You do not need a computer science background. If you have followed Python AI Fundamentals for Non-Developers far enough to run a script and call an API once, you have everything you need here. Where a task needs deeper knowledge (cleaning the data first, or understanding how an API charges you), this guide links to the section that covers it.
Who this is for and what you will build
You are a good fit for this guide if you do a recurring task that involves reading text a person wrote and deciding what to do with it. The classic example, and the one we build toward, is inbox sorting: unread mail comes in, the AI labels each message as urgent, newsletter, invoice, or general, and the labels get written to a log you can act on. The exact task does not matter. Swap emails for support tickets, PDF invoices, or rows in a spreadsheet and the code barely changes.
The skill you are really learning is how to split a chore into two kinds of work: the parts a computer can do with fixed rules, and the parts that need a human-style read of messy text. Plain Python is perfect for the fixed parts — listing files, looping, writing a CSV — and it is free and instant. The AI handles only the judgement: "is this email urgent?", "what is the total on this invoice?", "is this review positive or negative?". Keeping that split clear is what makes your automation cheap, fast, and easy to debug, because most of the program is ordinary code you can read at a glance.
It also helps to know when not to reach for an AI at all. If a task has a clean rule — "move every file older than 30 days into an archive folder" — a few lines of plain Python beat an AI on speed, cost, and reliability every time. Save the model for the moments where a rule would need a hundred exceptions to work. A good test: if you can describe the decision to a coworker in one sentence and they would always agree on the answer, write a rule; if reasonable people would sometimes disagree, that is judgement, and that is where the AI earns its place.
By the end you will have a single Python file that reads a batch of inputs, sends each to an AI model, saves the answers, and runs itself every morning.
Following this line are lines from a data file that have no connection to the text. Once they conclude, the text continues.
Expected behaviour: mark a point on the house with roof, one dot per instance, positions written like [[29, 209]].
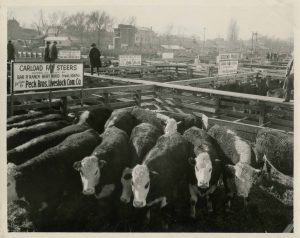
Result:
[[62, 41]]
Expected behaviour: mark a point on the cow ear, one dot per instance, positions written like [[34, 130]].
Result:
[[230, 168], [127, 176], [101, 163], [77, 165], [257, 172], [179, 123], [152, 172], [192, 161]]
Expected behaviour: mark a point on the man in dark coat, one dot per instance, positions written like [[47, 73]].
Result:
[[53, 52], [10, 51], [53, 55], [47, 52], [289, 80], [94, 56]]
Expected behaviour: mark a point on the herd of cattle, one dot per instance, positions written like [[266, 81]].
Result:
[[67, 174]]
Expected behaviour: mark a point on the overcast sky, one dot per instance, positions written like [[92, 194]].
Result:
[[268, 17]]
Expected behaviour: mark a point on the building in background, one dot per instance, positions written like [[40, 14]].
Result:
[[144, 37], [62, 41]]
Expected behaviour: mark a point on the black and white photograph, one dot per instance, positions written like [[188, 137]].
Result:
[[148, 117]]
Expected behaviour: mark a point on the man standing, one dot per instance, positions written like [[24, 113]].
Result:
[[53, 55], [289, 80], [94, 56], [10, 51], [47, 52]]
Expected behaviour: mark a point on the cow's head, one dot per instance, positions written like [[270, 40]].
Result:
[[203, 169], [126, 185], [11, 182], [140, 185], [89, 169], [171, 126], [245, 176]]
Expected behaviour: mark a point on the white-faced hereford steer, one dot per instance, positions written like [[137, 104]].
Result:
[[42, 180], [143, 138], [240, 172], [107, 161], [207, 166], [164, 167]]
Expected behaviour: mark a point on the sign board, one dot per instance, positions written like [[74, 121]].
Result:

From there, the dedicated Python Script to Automate Email Sorting guide takes the same pattern all the way to a live Gmail inbox.
Prerequisites
You need Python 3.10 or newer. Check what you have:
python3 --version
Create a project folder, make an isolated virtual environment (a private copy of Python so these packages do not collide with anything else on your machine), and install the four libraries this guide uses:
python3 -m venv .venv
source .venv/bin/activate # Windows: .venv\Scripts\activate
pip install openai python-dotenv schedule httpx
Here is what each one does: openai is the official SDK for talking to the AI model, python-dotenv loads your secret key from a file, schedule runs your job on a timer, and httpx is a modern HTTP client used if you ever call an API the SDK does not cover. If installation as it stands fails, the Setting Up Python for AI section walks through OS-specific fixes.
Next, store your API key. Never paste a key directly into your code, because anyone who sees the file then has your key. Create a file named .env in your project folder:
OPENAI_API_KEY=sk-your-real-key-here
Then immediately add .env to your .gitignore so the key is never committed or shared:
echo ".env" >> .gitignore
That .gitignore line is the single most important habit in this guide. A leaked key can run up real charges on your account. To understand how keys, models, and billing actually work, read Understanding LLM APIs.
Step 1: Read your inputs
Every automation starts by pulling the work into Python as a plain list of small text records. Keep each record short — a subject line, one row, one file's text — because the AI charges by how much text you send and reads faster when there is less of it.
To keep this step easy to test, we read from a folder of .txt files. Each file is one item to process. Later you can replace this function with one that reads a live inbox or a spreadsheet; the rest of the program will not care where the text came from.
from pathlib import Path
def read_inputs(folder: str) -> list[dict]:
"""Load every .txt file in a folder as a list of records."""
records = []
for path in sorted(Path(folder).glob("*.txt")):
text = path.read_text(encoding="utf-8", errors="ignore").strip()
if text:
records.append({"id": path.name, "text": text})
return records
if __name__ == "__main__":
items = read_inputs("inbox")
print(f"Loaded {len(items)} items to process")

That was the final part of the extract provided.